Comics strips such as Bogi Benda by James Tumusiime, a Ugandan agriculture economist turned journalist, Kazibure also known as Ndumilakuwili by Tanzania’s pioneer cartoonist the late Philip Ndunguru were very popular in Kenya and in the region. These comic strips were an alternative to the then dominant Western strips such as Andy Capp, Eb and Flo, Popeye, Hagar the Terrible, Flash Gordon, Modesty Blaise, Donald Duck, The Tramps among others. They were very popular and the letters to the editor served to demonstrate that there was indeed a market for works of art in this genre in the region.

When the Pichadithi series was discontinued in Kenya, a big void was left and that went on for over 10-years before another bold publisher attempted to fill it. Laila Luce, an American entrepreneur, set up Sasa Sema Publishers that set out to solely publish comics and they churned out several titles like Macho ya Mji, Abu Nuwasi etc. The storylines were a mixture of comics derived from narratives to fictional works of art.

“Laila Luce did her best with the Sasa Sema series before a sluggish readership put paid to her efforts,” Maddo, who was also the first Kenyan cartoonist to caricature a seating President when country was gripped in by the clamour for multi-party politics in the early 1990s. “The comic industry is tiny and is still in limbo because of our reading habits. We read very little – that is text stuff. We are good at glancing at cartoons, cartoons in a single frame or a composite of them which tell one story or two, laugh it off and we’re fine. Somehow, we find it extremely difficult to read comic books.”

Cartoonists in the Newsroom

It is an uncertain industry and as a result, most cartoonists have been confined to drawing editorial cartoons. This particular art form has grown immensely and it is hard to imagine nowadays a newspaper without an editorial cartoon. A number of these illustrations have been turned in insightful and fascinating books by creative cartoonists like Godfrey Mwampembwa a.k.a Gado in Kenya, Jonathan Zapiro a.k.a Zapiro in South Africa and others.

However, the East African cartoonist finds him/herself in a small, crowded sector where one has to be absolutely good – and lucky – to make a career. Though newspapers today have in their employment several artists producing different work (single frame cartoons, comics, illustrations), there is still a limit to how many one media house can have on board.
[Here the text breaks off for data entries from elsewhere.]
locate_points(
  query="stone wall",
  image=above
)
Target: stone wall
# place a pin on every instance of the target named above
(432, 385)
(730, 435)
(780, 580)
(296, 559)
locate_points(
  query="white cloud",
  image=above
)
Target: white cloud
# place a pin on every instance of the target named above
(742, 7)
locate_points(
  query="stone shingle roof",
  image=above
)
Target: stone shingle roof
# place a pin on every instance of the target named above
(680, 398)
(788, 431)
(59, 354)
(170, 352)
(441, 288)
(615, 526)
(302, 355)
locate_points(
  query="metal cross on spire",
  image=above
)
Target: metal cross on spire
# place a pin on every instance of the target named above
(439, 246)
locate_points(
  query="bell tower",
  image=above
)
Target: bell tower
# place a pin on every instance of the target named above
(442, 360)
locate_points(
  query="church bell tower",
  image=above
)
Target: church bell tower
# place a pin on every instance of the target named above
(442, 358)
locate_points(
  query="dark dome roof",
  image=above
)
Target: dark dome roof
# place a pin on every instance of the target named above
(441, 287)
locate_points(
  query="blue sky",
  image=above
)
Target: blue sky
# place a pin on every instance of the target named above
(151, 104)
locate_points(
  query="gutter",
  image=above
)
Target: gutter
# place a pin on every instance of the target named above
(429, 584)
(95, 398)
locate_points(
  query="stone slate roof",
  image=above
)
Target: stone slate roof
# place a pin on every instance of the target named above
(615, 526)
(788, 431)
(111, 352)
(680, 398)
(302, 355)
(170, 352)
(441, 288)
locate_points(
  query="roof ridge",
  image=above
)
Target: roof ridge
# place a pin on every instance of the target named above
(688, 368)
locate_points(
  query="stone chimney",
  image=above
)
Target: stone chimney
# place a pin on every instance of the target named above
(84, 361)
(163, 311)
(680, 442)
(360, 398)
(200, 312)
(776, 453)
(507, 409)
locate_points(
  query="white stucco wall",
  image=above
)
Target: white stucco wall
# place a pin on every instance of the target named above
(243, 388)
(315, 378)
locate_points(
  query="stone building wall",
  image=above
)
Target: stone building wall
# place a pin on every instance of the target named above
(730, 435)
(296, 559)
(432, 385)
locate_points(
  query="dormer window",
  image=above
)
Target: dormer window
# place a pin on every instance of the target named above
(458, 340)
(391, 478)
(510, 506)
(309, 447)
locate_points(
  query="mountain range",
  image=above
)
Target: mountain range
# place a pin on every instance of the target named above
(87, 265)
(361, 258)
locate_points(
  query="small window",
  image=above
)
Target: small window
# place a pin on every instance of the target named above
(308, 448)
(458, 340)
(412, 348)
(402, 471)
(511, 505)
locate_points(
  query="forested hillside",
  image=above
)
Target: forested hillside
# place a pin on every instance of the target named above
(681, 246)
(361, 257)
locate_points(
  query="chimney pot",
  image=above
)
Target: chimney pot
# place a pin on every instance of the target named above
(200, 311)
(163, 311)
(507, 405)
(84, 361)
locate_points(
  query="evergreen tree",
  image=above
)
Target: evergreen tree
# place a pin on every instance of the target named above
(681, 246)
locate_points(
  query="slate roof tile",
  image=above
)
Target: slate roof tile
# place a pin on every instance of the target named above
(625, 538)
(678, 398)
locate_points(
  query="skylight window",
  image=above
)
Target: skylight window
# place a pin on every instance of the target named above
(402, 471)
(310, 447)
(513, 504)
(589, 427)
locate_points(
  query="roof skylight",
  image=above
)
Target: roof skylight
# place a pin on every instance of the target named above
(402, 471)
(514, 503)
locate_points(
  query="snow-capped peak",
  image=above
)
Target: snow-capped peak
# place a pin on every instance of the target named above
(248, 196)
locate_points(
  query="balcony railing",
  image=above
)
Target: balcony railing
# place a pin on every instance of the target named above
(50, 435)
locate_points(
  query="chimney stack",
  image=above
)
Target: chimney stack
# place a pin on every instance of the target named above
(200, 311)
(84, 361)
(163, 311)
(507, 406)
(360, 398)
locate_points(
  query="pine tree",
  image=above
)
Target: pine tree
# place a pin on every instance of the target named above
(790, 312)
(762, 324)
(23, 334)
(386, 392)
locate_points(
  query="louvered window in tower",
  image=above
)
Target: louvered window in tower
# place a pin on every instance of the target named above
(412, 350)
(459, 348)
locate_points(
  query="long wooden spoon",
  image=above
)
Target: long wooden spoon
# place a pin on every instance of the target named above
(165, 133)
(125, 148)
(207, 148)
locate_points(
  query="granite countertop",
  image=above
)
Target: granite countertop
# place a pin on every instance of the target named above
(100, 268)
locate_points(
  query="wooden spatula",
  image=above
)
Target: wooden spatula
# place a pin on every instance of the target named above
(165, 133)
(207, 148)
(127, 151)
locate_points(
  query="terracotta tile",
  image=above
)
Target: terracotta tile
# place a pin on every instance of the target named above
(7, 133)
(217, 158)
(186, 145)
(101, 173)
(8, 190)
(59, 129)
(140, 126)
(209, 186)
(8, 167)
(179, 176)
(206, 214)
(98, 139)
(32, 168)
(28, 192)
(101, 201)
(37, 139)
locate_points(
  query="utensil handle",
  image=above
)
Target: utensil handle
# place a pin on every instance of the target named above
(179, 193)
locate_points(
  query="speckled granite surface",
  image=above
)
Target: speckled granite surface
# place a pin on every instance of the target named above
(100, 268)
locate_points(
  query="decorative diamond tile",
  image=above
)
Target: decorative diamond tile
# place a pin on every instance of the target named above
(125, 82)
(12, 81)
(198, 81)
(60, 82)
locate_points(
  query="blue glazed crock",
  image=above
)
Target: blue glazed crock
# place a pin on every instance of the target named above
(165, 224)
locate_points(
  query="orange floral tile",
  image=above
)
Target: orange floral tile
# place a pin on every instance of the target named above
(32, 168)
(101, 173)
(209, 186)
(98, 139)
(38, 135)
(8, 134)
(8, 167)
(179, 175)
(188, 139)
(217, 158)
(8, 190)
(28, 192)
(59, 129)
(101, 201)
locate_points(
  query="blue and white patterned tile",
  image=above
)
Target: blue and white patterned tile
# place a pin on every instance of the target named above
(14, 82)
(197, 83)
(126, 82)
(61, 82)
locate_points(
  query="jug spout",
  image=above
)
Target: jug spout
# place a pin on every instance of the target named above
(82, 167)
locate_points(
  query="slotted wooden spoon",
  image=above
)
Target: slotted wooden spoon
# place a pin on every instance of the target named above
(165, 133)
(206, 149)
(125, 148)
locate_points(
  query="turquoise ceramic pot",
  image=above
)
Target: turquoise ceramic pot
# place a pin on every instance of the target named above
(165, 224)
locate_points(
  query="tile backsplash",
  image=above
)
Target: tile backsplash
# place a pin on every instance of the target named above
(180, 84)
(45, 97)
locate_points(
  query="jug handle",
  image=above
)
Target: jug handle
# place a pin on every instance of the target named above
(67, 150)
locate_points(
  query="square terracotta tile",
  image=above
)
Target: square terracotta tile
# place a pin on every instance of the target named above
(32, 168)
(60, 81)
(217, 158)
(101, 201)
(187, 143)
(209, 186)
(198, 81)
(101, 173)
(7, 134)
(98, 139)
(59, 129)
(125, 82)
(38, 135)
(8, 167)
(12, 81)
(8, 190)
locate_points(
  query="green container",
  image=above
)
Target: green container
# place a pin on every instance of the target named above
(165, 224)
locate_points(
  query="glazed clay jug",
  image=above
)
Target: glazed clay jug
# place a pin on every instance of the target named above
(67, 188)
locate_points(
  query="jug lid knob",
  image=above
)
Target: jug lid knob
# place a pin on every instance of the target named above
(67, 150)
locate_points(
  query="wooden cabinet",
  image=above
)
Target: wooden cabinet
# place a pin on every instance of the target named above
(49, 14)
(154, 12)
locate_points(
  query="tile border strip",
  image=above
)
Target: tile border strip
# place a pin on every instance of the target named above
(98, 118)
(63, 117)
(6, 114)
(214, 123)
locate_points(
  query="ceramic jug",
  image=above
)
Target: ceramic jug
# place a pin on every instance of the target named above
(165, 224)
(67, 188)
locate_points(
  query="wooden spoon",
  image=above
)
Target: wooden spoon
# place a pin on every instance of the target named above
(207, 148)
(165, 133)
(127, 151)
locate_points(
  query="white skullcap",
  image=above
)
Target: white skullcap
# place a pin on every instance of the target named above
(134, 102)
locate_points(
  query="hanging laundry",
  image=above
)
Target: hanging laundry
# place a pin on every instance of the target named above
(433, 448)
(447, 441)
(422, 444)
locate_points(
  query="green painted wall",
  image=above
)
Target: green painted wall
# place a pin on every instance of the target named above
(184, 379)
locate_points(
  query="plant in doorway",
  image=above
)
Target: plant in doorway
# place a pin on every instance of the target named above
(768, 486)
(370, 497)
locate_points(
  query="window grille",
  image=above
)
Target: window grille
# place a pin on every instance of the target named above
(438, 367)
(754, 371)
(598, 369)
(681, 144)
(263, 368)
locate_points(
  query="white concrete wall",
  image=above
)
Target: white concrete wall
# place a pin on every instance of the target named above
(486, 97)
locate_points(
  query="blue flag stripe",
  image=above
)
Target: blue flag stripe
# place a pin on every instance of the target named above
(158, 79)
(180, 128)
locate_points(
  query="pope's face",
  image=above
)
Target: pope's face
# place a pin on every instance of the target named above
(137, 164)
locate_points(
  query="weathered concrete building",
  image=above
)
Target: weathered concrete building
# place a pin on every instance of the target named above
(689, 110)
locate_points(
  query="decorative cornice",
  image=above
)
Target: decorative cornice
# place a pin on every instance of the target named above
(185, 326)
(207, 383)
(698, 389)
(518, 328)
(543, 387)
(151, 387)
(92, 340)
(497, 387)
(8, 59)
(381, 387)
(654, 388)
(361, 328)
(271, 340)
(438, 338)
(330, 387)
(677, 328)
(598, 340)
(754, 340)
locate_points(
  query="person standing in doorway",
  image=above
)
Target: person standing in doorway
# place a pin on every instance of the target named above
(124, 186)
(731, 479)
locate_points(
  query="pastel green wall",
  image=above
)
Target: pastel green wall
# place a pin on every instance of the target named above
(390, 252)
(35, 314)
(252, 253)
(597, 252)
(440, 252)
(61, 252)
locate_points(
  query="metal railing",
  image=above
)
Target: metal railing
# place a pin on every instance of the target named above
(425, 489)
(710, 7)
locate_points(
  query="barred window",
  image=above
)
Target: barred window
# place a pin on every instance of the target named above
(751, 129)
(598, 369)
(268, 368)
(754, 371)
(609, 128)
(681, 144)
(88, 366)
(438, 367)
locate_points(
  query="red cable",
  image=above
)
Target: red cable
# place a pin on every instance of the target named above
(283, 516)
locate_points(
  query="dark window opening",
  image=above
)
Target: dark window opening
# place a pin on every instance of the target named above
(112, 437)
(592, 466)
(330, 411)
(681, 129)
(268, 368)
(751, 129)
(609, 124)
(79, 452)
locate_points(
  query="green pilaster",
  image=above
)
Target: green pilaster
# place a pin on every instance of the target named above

Cartoonists who spoke to Kymsnet Features acknowledged that while daily cartoon commentary is highly popular, it is crowded and can only offer a few career openings to a few artists at a time. It is this that is making them to push their creative ideas and dream to new heights.

“I love comics than cartoons, so that’s what I want to be remembered for,” Fran told Kymsnet Features. “I would like to sit back and create comics for both children and adults, especially those with story lines like Akokhan. Hopefully someone might come along and create movie versions of my creations. These are my dream.”

It is a genre with possibilities waiting to be tapped. Cartoonists would like other publishers to follow the lead of East African Educational Publishers, who have published Fran’s Akokhan. They would also like the private and government literary departments to encourage a reading culture in general. They opine that locally produced 2-D and 3-D animation series for television may just revamp interest in comics.